Throughout much of the world, coffee has evolved into something more significant than just a routine morning beverage. It is also has social significance. “Coffee” is always a good excuse to go out with friends and enjoy an brief afternoon break. While coffee is good all by itself, we seem to enjoy coffee even more when we drink it with someone else.
Coffee has been enjoyed by millions of people for at least a thousand years. As we are all well aware, the main chemical stimulant in coffee is a caffeine, which is a mild stimulant. It has been proven that in addition to being a stimulant, caffeine also helps to improve our ability to concentrate, it makes us more alert, and it has been used by atheletes to improve both their physical and mental focuses and performances.
Although a stimulant, coffee (caffeine) is not a drug that leads to physical dependency, and there are no known cases of the “abuse” that can be typical of many other drugs.
And studies have shown no negative effects of coffee on the fetus during pregnancy. Interestingly, and despite this fact, the Food Standards Agency in the UK has issued regulations that suggest that pregnant women limit their caffeine intake to 300 mg per day.
An average cup of regular coffee contains about 85 mg of caffeine, so this recommendation translates to a little less than four cups per day. If you have any concerns about getting too much caffeine, you should consider switching to espresso. Espresso is much lower in caffeine than regular drip coffee.
On the positive side, it has been proven that coffee drinking help persons who suffer from asthma by improving their circulation, and dilating the airways near the lungs. It has also been proven that coffee protects against colon cancer, and also against breast cancer in males. Coffee even can protect against the development kidney stones, because it is a mild diuretic. Coffee is known to improve digestion, and to help prevent constipation.
Coffee has been shown to slow the development of Parkinson’s disease, and is even helpful in preventing the onset of Alzheimer’s disease. Some studies also suggested that coffee helps protect against cirrhosis of the liver.
Coffee has also been found to be rich in antioxidants, which protect against the development of chronic diseases including cancer and heart disease. At the 2005 meeting of the American Chemical Society, Joe Vinson (of the University of Scranton) presented an analysis showing that people who don’t consume enough fruits and vegetables can get a significant supply of antioxidants from coffee. The study concluded that the average coffee drinker gets about 1.3 grams of antioxidants from their coffee every day.
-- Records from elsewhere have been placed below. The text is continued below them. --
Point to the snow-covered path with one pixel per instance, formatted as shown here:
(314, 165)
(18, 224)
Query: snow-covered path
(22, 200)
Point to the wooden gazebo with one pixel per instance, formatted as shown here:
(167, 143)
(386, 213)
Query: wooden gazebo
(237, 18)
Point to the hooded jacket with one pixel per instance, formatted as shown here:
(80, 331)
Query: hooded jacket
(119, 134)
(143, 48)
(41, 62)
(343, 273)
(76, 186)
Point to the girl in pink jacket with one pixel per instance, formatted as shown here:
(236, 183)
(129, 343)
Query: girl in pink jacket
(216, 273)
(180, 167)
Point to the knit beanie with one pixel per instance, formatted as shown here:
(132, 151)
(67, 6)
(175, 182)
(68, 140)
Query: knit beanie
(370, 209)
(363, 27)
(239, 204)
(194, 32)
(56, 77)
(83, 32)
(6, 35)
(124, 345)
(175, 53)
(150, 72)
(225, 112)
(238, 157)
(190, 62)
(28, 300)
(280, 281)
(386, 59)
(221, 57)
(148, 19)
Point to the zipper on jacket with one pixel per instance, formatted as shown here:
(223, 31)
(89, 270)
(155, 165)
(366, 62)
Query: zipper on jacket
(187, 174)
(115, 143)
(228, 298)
Caffeine also increases the effectiveness of many pain killers. For this reason, many painkilling compounds contain caffeine. Coffee also contains methylpyridinium, which is a cancer-fighting compound, and which is present both in decaf and in caffeinated coffee. Methylpyridinium is a compound that is formed during the roasting process.
As many college students have learned when studying for exams, coffee increases the short term recall, and to some extent, the IQ. Many students will drink lots of coffee during the last hour or two of studying immediately before an exam.
Coffee changes the metabolism so that the coffee drinker burns a higher proportion of lipids to carbohydrates. This helps to prevent muscle fatigue, and thereby increases physical performance. For this reason, many athletes will drink a high-energy caffeinated beverage immediately before games.
Yet other studies have shown that coffee may reduce the risk of depression and suicide for women, and that coffee helps to prevent gallstones and symptomatic gallbladder disease in men.
While a (very) few destructive effects of coffee have been shown in humans (among them, leeching minerals from bones because of coffee’s high acidity), the many known positive effects seem overwhelming by comparison, and prove to be good excuses to continue drinking the wonderful black drink.